Menurutnya, pemangku kebijakan bantuan sosial ini seharusnya mengecek ulang data dari RT/RW. “Pemangku kebijakan seharusnya cros cek. Jika ditemukan kesalahan data seperti orang yang sudah wafat muncul kembali maka segera dialihkan bantuannya ke masyarakat tidak mampu lainnya,” kata Bambang.
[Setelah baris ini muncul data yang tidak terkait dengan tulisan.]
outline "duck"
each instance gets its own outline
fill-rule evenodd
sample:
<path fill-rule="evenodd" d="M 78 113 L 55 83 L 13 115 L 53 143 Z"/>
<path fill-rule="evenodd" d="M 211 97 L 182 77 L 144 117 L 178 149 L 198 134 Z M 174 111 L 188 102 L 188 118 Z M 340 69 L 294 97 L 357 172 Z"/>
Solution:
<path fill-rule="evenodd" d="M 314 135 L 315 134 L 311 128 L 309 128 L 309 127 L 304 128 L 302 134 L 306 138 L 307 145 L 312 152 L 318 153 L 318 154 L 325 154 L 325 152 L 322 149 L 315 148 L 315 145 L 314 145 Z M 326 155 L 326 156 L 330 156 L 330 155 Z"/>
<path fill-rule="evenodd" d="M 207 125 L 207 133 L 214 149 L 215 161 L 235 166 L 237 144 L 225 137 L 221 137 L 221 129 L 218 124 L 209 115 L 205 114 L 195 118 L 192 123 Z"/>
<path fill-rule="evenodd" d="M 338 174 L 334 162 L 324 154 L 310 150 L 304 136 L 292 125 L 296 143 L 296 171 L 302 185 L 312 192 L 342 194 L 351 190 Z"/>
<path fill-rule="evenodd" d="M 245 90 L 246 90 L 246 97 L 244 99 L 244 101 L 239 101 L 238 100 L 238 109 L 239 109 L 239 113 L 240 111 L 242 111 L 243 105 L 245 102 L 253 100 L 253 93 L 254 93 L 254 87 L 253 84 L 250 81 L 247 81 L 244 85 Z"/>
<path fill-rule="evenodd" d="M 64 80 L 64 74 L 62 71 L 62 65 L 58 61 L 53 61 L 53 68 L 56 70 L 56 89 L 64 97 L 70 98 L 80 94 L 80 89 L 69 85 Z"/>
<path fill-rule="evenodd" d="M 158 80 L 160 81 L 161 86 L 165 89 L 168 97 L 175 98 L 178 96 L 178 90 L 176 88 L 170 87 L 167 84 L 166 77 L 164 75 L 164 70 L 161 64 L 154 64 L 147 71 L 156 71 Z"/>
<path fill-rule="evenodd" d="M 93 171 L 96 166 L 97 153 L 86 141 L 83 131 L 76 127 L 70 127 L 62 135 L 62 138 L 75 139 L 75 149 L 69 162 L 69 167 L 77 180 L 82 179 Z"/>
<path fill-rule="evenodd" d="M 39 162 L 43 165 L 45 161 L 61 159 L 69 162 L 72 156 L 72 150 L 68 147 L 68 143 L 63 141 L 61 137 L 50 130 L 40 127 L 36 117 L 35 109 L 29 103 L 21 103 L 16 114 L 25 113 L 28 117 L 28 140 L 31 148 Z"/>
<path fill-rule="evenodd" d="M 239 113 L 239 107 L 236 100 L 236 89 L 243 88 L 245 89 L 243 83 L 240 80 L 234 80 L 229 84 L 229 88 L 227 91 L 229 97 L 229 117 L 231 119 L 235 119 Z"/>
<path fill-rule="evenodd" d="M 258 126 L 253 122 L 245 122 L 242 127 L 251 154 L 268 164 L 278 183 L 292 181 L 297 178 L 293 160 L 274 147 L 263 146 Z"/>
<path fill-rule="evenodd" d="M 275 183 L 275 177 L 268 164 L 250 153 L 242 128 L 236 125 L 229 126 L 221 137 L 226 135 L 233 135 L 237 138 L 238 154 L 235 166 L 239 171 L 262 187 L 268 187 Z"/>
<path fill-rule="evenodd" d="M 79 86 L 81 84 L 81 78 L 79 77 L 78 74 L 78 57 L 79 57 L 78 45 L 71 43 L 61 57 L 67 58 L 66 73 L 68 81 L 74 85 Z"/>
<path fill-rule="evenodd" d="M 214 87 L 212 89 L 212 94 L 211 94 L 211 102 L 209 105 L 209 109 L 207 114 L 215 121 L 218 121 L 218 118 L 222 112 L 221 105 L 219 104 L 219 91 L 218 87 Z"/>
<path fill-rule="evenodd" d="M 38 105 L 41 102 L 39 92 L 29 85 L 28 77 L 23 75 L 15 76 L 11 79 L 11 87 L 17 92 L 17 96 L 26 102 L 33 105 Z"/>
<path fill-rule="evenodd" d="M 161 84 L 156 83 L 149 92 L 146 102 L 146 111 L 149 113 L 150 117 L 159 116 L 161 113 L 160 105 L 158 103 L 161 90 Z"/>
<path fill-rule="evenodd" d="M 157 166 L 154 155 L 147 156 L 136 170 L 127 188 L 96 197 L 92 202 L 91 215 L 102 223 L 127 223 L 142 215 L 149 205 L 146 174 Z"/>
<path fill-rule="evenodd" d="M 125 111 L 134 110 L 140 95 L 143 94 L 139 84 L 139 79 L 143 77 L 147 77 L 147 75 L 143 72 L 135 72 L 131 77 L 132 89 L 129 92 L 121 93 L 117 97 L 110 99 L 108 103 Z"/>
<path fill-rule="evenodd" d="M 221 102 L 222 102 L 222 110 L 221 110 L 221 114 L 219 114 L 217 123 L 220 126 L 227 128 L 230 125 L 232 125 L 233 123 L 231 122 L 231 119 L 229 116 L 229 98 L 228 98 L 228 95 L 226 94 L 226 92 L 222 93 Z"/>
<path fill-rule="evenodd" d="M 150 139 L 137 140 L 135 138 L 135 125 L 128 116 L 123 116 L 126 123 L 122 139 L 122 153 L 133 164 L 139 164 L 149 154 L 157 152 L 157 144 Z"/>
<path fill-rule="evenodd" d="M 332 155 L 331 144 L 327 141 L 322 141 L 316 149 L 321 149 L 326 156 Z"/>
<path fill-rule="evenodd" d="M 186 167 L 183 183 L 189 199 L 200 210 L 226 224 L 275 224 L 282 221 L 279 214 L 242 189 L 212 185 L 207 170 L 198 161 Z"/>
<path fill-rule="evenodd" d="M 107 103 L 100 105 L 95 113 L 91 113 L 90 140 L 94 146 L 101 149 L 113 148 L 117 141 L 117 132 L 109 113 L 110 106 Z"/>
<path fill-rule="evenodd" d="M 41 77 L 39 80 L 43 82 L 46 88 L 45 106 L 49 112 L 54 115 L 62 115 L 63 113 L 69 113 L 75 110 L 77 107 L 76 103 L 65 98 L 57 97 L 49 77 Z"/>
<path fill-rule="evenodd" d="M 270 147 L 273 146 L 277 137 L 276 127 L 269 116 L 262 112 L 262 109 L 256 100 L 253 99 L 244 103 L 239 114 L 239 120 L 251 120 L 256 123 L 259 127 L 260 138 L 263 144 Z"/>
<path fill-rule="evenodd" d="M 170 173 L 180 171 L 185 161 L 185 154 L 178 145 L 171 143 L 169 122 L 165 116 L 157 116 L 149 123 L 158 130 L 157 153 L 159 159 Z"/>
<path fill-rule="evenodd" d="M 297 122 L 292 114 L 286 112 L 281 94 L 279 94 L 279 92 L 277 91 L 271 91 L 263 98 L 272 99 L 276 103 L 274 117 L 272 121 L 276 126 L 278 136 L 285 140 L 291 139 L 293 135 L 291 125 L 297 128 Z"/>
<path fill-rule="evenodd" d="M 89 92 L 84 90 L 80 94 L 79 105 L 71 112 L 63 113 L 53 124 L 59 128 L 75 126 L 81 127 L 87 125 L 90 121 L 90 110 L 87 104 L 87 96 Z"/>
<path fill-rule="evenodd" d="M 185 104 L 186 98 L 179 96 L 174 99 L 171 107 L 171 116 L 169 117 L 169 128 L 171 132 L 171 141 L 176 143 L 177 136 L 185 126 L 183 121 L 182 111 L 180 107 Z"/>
Bambang menambahkan, pemerintah seharusnya lebih spesifik untuk mengklasifikasikan yang dimaksud masyarakat yang terkena dampak bencana COVID-19.
“Pemerintah daerah Kota Cirebon harusnya memberikan kebijakan atau mengklasifikasikan lebih detail yang dimaksud terkena dampak bencana covid-19 bukan hanya yang kalangan tidak mampu saja melainkan juga yang tadinya mampu menjadi tidak mampu, yang terjadi sekarang hanya ada klasifikasi orang lebih membutuhkan,” ungkapnya
Bambang Wirawan mengungkapkan bagi siapa saja yang mengalami kerugian akibat penanggulagan wabah dapat mengajukan gugatan.
Mencermati UU No.4 tahun 1984 tentang wabah penyakit menular dalam Pasal 10 menyatakan bahwa pemerintah bertanggungjawab untuk melaksanakan upaya penanggulangan wabah sebagaimana dimaksud dalam Pasal 5 ayat (1). Kemudian isi Pasal 5 ayat (1) huruf g adalah upaya penanggulangan lainnya.